Ordo AI Stack packages a local-first, operator-deployed stack: llama.cpp-backed models behind an OpenAI-compatible LiteLLM model gateway, Open WebUI for chat, ComfyUI for diffusion workflows, n8n for workflows, and an MCP gateway for shared tools. A dashboard provides a single place to inspect dependencies, pull models, and control the stack.

Deployment model: Single homelab operator. All user-facing UIs sit behind a Caddy + oauth2-proxy + Tailscale + Google SSO front door — no UI service publishes a host port directly. The operator brings their own Tailscale tailnet and Google OAuth client; the stack stitches them together so every UI is reachable at https://${CADDY_TAILNET_HOSTNAME}/<service>/ after a single Google sign-in, with an email allowlist gating access. See docs/runbooks/auth.md for the one-time setup.

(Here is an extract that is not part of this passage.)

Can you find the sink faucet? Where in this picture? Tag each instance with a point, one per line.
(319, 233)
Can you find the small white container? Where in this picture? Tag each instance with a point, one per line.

Who it is for: A homelab operator running the stack on their own hardware, exposed over their tailnet to a small allowlist of personal Google accounts. Local AI models, strong operator-deployment principles.

Docs: Getting started · Auth front door · Secrets · Configuration · Data · Hermes Agent · PRD index

Features

All UI ports below are internal (container-network). Operators reach them via the Caddy front door under https://${CADDY_TAILNET_HOSTNAME}/<path>/; the only host-published ports are Caddy :443 (tailnet-bound), and 127.0.0.1-bound publishes of model-gateway:11435, mcp-gateway:8811, and qdrant:6333 for host-side tools (Cursor, Cline, scripts).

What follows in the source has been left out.